Neuregelung der Frauenquote bis Parteitag auf Schiene

Die SPÖ-interne Arbeitsgruppe zur Quotenregelung hat heute, Mittwoch, zum ersten Mal getagt. Die Arbeitsgruppe soll bis zum Parteitag im November ein verändertes Statut zur Frauenquote vorlegen. "Die erste Sitzung ist sehr positiv verlaufen. Es gab gute, konstruktive Gespräche", betonte SPÖ-Frauenvorsitzende Gabriele Heinisch-Hosek. "Bis zum Parteitag werden wir eine vernünftige statuarische Präzisierung der Frauenquote haben", ist Heinisch-Hosek zuversichtlich.

Die Arbeitsgruppe steht unter der Leitung von Bundesparteivorsitzenden Werner Faymann und Frauenvorsitzender Heinisch-Hosek. Sie ist so aufgesetzt, dass aus jeder Ebene der Partei, von der Kommunalpolitik bis zum Bund, sowohl eine Frau als auch ein Mann daran teilnehmen. Auch SPÖ-Bundesgeschäftsführer Norbert Darabos zeigte sich optimistisch, dass bis zum Bundesparteitag Ende November eine Reform des Statuts ausgearbeitet wird, die die Erfüllung der Frauenquote in Hinkunft gewährleisten soll.

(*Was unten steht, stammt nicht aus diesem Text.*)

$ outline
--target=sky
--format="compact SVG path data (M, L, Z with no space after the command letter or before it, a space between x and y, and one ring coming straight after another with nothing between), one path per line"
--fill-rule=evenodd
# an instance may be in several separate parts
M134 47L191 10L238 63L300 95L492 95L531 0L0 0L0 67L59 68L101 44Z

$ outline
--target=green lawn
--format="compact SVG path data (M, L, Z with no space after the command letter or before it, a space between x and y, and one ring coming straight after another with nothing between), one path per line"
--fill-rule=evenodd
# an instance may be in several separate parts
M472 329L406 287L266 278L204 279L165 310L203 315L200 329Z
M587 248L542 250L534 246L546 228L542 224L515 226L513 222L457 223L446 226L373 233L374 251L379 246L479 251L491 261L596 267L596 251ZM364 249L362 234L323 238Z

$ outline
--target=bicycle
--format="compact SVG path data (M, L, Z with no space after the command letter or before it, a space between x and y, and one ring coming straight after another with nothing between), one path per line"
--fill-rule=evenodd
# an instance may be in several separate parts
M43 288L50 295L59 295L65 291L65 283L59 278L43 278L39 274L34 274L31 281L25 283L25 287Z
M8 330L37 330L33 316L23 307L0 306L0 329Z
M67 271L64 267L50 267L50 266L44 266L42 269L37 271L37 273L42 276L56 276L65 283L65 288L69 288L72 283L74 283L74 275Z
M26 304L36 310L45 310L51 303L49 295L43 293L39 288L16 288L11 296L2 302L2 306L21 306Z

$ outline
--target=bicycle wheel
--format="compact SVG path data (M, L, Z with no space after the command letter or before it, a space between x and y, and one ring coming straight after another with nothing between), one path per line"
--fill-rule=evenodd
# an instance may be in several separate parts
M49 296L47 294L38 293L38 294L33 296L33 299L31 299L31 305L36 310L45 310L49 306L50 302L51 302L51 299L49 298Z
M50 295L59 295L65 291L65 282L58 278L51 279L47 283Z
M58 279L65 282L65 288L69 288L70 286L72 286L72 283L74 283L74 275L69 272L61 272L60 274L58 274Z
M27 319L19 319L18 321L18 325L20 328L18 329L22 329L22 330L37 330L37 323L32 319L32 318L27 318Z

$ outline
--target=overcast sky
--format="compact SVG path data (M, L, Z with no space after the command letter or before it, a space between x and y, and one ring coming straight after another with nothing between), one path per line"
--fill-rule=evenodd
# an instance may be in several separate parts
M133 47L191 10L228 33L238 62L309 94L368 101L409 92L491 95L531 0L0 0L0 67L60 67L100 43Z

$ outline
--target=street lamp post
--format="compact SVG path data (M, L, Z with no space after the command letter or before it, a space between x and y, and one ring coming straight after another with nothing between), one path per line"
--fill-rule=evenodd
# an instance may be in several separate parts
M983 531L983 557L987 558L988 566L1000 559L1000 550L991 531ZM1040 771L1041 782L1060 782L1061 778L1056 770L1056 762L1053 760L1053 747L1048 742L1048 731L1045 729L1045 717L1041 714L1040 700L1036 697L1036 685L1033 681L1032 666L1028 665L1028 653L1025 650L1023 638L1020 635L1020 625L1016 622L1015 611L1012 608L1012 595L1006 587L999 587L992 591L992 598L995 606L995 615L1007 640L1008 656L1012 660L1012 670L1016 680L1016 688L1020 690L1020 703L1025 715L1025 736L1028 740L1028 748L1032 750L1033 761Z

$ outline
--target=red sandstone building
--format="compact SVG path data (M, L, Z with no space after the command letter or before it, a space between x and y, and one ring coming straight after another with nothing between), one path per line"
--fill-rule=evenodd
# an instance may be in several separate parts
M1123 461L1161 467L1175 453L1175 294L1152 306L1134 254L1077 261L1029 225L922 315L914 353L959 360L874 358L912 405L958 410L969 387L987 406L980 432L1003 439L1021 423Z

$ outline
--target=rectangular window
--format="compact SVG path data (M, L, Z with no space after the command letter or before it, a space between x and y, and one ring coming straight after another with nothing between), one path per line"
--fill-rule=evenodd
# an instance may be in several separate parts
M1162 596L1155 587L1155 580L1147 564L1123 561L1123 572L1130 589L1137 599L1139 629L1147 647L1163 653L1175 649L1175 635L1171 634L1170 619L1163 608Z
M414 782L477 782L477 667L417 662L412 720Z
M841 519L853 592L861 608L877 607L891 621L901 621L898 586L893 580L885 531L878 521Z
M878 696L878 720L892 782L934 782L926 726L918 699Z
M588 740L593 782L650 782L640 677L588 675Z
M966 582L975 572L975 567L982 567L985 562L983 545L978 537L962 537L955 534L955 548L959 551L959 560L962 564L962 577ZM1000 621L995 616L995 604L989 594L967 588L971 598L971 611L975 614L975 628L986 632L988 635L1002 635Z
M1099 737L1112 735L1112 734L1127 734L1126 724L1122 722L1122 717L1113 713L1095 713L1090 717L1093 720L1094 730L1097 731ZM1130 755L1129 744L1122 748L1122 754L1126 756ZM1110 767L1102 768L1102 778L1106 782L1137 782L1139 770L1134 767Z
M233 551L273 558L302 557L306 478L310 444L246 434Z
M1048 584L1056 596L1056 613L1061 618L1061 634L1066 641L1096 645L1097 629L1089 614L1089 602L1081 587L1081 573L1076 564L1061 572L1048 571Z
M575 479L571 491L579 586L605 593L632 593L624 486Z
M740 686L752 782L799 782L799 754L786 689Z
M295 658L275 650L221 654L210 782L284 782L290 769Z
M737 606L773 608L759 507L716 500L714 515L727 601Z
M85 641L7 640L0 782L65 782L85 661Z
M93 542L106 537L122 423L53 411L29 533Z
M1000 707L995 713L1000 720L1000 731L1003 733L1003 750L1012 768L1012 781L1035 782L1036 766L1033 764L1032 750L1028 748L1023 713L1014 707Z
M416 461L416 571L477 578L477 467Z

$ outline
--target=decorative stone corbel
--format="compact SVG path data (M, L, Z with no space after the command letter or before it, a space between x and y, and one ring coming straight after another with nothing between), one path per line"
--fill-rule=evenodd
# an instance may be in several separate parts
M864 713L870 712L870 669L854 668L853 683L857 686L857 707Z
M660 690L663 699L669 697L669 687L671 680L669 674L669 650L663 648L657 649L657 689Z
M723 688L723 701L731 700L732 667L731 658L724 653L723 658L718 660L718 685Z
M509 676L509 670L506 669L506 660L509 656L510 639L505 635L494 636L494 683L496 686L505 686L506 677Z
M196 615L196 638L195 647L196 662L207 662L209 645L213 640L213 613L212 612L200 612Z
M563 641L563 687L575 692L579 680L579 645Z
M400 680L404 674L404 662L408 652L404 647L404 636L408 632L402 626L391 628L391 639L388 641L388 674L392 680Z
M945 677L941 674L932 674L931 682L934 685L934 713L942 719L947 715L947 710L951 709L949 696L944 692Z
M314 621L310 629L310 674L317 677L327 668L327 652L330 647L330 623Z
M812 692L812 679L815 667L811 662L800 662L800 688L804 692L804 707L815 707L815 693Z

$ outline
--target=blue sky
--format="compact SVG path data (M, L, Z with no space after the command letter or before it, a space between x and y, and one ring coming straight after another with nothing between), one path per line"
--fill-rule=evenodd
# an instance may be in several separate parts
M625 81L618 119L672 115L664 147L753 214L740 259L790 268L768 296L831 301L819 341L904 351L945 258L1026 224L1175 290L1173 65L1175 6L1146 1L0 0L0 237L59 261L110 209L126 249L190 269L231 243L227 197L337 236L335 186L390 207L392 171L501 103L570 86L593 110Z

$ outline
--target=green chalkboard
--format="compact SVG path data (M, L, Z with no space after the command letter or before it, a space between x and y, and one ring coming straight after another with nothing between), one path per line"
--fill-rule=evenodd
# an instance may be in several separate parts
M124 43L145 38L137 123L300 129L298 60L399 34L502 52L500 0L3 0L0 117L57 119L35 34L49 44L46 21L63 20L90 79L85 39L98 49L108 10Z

Ein Antrag zur Einsetzung eines Schiedsgerichts zur Einhaltung der Frauenquote sei bis jetzt noch nicht eingelangt. Sollte ein solches Ansuchen gestellt werden, werde sich der SPÖ-Bundesparteivorstand in seiner nächsten Sitzung damit befassen. "Falls die Einbringung gemäß den Statuten erfolgt, ist – ohne den Gremien vorgreifen zu wollen – von einer positiven Bewertung des Antrags auf Schiedsgerichts-Einsetzung auszugehen", so Darabos.